Ben se travestit sous le pseudo de Miranda. Il se prostitue à Phnom Penh. Accro à la drogue il partage une chambre avec un amant khmer. Son amie Judith, qui enquête sur le génocide pour le Tribunal international, l'aide.
Un jour, Ben/Miranda croise une enfant perdue qui se donne au premier venu pour cinq dollars.
Avant l'aurore sort enfin sur les écrans. Il avait été présenté à l'ACID à Cannes en 2015 sous le titre "De l'ombre il y a". Ses difficultés à se frayer un chemin jusqu'aux salles s'expliquent aisément : le film est dur et ne se donne pas facilement. Il l'est d'autant que sa narration, remplie d'ellipses, est volontairement heurtée.
Nathan Nicholovitch veut nous raconter, façon "Gloria" la rédemption de deux êtres. Il ne s'agit pas comme chez Cassavetes d'une femme et d'un petit garçon, mais d'un homme et d'une petite fille. Lui fuit au Cambodge on ne sait quel démon. Il se perd dans la drogue - comme avant lui Billy Moore, le héros d'"Une prière avant l'aube" qui se déroulait pour l'essentiel dans une prison thaïlandaise. Elle, pauvre gamine, ne trouve que son mutisme à opposer à l'enfer qu'elle vit.

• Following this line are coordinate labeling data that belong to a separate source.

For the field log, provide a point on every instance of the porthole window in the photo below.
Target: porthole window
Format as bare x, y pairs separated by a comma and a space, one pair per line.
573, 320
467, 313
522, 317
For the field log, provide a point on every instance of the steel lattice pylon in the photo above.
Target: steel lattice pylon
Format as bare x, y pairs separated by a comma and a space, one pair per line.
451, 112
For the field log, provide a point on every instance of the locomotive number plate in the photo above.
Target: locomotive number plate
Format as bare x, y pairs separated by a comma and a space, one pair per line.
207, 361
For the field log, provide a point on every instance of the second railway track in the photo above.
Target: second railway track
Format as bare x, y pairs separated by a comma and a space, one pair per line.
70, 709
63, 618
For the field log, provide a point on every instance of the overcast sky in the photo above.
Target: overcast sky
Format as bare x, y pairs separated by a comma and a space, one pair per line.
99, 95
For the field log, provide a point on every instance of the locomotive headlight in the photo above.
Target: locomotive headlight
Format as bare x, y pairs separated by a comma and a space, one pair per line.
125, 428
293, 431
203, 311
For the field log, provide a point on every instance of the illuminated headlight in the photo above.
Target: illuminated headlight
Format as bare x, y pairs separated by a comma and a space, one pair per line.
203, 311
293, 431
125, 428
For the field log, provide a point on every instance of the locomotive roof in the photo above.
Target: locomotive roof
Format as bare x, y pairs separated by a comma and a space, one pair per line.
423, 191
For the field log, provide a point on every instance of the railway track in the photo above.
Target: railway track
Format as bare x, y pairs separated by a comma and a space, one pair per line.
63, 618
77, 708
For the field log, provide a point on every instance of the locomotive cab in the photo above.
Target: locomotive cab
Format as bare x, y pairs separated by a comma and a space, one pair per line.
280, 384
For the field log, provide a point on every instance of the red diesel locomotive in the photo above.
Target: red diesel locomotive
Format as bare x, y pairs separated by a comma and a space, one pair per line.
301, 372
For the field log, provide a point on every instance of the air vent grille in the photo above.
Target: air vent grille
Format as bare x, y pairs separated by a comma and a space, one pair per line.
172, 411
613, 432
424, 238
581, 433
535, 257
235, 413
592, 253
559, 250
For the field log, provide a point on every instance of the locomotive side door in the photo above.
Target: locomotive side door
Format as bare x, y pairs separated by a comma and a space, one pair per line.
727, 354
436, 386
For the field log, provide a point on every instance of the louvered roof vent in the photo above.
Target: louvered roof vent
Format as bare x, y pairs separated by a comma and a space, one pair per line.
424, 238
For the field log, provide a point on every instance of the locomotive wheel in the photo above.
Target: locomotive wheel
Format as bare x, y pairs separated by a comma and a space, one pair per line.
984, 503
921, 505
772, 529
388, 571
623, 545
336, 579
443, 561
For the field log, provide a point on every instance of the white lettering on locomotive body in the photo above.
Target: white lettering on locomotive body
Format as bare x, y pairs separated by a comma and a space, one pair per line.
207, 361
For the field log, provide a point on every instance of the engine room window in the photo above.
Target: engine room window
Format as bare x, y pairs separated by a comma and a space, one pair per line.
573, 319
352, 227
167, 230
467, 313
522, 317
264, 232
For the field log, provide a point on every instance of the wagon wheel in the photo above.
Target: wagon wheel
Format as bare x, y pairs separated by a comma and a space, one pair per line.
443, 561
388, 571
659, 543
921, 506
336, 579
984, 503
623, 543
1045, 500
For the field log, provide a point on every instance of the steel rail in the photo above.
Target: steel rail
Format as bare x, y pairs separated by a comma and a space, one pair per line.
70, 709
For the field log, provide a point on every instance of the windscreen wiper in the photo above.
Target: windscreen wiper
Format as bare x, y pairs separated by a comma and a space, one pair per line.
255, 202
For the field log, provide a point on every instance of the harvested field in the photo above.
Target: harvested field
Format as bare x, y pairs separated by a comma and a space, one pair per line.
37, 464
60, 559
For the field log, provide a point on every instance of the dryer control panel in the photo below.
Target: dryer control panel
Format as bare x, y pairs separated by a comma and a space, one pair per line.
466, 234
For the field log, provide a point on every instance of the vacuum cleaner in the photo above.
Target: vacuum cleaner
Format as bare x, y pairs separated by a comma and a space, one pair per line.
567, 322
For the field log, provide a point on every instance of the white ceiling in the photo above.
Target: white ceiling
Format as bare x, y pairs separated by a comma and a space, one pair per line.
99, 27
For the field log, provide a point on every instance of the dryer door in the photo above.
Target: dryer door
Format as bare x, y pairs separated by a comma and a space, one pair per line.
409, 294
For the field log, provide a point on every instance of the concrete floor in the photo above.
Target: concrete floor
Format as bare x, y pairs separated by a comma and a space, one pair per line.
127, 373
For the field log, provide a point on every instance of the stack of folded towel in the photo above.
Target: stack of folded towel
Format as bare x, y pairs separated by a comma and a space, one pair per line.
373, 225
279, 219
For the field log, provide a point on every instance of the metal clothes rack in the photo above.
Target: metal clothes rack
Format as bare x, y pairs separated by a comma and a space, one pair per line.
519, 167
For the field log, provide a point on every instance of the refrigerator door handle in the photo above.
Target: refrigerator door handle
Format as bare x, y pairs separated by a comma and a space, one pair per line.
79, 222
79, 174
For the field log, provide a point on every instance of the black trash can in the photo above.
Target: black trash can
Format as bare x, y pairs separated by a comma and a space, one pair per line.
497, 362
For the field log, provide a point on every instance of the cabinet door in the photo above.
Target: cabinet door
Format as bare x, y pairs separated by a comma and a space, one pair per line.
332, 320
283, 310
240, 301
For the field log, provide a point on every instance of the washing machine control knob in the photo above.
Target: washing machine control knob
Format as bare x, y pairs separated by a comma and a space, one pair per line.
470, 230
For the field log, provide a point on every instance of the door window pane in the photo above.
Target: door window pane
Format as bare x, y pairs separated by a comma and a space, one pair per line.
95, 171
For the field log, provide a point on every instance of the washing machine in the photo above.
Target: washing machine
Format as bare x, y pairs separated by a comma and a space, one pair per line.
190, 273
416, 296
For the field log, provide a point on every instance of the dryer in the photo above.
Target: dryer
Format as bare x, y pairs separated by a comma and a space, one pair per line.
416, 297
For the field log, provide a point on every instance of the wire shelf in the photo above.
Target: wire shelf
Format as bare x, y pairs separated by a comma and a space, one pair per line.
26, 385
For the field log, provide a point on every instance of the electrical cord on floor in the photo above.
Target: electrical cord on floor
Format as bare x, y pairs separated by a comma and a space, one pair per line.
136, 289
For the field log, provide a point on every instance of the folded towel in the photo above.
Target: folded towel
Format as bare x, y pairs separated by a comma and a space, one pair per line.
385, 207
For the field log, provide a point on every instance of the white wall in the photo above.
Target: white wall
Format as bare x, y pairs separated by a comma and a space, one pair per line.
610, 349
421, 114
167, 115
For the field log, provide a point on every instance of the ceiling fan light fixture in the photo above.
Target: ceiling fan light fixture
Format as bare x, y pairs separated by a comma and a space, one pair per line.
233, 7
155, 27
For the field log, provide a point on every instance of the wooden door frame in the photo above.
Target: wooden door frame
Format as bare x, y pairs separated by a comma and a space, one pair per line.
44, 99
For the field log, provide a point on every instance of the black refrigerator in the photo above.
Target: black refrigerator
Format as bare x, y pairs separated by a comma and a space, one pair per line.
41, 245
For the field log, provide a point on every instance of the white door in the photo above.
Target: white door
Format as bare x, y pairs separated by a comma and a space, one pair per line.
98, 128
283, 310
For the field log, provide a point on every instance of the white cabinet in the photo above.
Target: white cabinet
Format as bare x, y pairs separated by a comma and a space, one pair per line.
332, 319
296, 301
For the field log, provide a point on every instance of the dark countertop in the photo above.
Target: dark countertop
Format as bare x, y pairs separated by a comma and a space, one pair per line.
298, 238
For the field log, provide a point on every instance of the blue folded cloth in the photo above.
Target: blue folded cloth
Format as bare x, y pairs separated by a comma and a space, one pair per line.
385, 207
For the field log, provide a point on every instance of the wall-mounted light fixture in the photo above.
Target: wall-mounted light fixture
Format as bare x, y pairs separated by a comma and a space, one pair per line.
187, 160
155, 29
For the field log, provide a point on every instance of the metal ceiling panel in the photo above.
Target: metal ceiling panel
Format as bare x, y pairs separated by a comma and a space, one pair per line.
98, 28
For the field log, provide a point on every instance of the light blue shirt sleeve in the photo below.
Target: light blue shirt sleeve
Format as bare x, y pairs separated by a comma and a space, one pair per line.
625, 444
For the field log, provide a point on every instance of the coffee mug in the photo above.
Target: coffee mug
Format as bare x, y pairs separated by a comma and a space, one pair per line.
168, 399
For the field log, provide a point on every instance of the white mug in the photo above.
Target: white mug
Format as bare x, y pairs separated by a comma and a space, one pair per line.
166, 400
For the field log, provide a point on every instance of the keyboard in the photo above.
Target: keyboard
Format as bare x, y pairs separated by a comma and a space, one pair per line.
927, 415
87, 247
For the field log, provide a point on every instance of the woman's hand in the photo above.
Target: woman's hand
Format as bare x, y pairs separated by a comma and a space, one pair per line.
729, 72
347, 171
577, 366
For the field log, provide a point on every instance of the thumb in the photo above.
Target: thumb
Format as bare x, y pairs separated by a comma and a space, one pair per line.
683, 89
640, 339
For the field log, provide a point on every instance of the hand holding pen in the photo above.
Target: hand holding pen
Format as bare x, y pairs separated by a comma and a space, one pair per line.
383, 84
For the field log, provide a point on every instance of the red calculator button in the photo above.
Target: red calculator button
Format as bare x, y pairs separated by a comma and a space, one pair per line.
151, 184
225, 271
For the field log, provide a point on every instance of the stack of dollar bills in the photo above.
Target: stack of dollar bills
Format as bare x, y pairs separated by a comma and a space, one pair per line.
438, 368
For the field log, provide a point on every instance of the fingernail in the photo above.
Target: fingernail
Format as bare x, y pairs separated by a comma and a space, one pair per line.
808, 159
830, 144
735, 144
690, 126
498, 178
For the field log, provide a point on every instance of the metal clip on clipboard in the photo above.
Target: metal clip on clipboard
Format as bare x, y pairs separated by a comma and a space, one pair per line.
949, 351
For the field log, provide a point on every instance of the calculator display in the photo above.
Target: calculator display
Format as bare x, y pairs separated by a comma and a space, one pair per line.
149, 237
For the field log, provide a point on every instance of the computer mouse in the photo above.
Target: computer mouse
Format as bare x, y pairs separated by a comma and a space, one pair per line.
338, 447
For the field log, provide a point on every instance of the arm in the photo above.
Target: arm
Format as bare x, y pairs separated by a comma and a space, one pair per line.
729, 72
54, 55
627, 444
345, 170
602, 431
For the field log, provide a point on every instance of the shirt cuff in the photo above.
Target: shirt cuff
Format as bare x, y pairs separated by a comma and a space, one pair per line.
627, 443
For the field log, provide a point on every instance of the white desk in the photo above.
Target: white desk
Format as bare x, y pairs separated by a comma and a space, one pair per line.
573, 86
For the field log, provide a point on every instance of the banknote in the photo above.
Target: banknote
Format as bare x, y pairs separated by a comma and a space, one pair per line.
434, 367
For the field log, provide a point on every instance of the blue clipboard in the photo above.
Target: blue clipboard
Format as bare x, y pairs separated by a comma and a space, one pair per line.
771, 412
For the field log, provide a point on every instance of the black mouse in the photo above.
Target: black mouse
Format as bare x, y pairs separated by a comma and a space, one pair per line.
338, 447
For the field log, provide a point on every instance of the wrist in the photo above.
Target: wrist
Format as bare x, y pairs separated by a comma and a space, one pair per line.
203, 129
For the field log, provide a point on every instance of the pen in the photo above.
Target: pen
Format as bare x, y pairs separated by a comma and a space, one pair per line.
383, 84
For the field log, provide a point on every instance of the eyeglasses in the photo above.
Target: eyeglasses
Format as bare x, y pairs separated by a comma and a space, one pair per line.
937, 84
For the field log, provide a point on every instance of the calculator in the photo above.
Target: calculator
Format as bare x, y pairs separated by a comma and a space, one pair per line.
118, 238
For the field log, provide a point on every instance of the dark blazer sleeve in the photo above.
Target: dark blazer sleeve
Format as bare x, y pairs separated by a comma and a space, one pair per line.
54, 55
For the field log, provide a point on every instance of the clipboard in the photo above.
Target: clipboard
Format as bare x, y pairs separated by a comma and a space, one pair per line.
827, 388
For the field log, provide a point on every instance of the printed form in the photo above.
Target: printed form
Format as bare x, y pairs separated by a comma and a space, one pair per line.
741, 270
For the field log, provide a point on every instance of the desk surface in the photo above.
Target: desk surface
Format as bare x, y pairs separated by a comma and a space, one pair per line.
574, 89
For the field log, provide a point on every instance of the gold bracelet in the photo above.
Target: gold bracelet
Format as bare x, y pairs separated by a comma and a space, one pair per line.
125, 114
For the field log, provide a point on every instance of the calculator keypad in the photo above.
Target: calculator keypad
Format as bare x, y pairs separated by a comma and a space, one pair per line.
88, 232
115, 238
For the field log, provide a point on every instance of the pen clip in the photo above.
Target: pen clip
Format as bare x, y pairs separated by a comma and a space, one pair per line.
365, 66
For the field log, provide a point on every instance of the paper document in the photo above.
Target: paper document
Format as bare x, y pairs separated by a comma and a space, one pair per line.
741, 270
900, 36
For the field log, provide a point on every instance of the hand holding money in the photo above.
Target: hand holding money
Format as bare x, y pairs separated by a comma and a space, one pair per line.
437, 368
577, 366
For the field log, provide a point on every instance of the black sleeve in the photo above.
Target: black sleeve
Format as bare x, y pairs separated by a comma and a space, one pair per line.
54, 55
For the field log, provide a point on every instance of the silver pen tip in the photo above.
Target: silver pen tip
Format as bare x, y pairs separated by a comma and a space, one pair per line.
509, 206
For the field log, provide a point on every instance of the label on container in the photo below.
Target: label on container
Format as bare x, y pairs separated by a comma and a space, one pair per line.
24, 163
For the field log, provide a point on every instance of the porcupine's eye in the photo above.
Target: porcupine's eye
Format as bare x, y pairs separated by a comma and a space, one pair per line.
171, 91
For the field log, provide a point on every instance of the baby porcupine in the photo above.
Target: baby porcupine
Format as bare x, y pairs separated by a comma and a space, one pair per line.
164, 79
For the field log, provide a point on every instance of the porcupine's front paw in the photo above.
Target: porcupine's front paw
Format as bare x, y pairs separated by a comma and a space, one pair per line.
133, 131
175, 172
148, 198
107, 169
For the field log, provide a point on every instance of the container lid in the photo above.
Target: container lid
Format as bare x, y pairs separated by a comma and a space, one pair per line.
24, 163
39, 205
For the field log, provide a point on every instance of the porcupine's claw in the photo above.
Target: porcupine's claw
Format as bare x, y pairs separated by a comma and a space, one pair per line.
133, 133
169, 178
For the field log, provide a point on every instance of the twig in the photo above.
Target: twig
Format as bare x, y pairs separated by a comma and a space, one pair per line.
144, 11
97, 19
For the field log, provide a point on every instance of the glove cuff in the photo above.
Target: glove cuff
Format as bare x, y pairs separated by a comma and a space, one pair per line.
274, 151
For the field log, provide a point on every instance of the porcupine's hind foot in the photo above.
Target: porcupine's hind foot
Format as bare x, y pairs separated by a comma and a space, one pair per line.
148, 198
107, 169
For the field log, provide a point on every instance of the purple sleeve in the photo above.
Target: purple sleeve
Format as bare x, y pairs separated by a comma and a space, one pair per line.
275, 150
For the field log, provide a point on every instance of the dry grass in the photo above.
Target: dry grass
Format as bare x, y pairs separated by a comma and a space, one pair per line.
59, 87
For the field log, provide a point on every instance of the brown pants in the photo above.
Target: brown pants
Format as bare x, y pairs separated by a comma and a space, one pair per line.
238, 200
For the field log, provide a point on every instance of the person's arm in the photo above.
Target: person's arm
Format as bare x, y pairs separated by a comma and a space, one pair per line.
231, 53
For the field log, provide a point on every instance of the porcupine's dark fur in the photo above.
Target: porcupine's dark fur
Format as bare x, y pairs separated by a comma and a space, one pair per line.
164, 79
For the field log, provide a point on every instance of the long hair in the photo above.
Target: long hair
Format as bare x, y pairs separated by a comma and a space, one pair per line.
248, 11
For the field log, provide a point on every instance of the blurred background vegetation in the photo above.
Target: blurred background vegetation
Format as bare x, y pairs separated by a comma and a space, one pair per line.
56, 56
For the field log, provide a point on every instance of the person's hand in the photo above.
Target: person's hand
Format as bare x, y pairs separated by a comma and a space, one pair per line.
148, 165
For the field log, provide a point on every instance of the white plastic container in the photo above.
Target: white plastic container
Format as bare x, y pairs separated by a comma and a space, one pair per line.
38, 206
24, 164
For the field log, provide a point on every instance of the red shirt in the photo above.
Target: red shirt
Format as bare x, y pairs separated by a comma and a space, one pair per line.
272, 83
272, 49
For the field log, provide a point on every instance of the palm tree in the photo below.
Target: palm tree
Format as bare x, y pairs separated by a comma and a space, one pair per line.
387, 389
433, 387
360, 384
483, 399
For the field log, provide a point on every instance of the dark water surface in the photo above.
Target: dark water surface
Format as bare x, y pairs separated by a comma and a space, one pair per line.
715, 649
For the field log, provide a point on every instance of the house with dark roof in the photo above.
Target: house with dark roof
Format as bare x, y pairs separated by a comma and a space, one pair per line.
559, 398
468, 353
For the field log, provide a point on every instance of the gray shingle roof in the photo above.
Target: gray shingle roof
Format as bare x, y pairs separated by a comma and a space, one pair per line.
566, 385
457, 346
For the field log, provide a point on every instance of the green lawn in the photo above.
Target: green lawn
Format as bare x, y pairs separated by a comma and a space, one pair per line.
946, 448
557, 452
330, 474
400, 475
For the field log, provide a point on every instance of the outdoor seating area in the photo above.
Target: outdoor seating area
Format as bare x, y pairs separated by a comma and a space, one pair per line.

Le sujet serait simpliste ; mais il n'est pas traité simplement. Car l'action se déroule au Cambodge, un pays dont les investigations de Judith rappellent qu'il peine à panser les plaies du génocide. Et le film a pour héros David d'Ingéo, un acteur caméléon dont le corps émacié rappelle tout à la fois Mick Jagger et Iggy Pop. C'est un monstre en perruque blonde, talons aiguilles et faux seins qu'on voit durant la première partie du film. Nathan Nicholovitch le filme jusqu'au malaise prodiguant une fellation à un client dans des toilettes sales (c'est la première scène du film), dansant nu dans un nightclub, le corps marqué par les ans, les coups, la drogue. Il retrouve progressivement et non sans mal son humanité après un détour par Pailin, sur la trace d'un ancien Khmer rouge recherché par Judith, puis au bord de l'océan à Sihanoukville sur celle des parents de la petite Panna.
On ne ressort pas indemne de ce film trop long, trop lourd, trop confus, et pourtant porté par une énergie et une grâce rarement vues.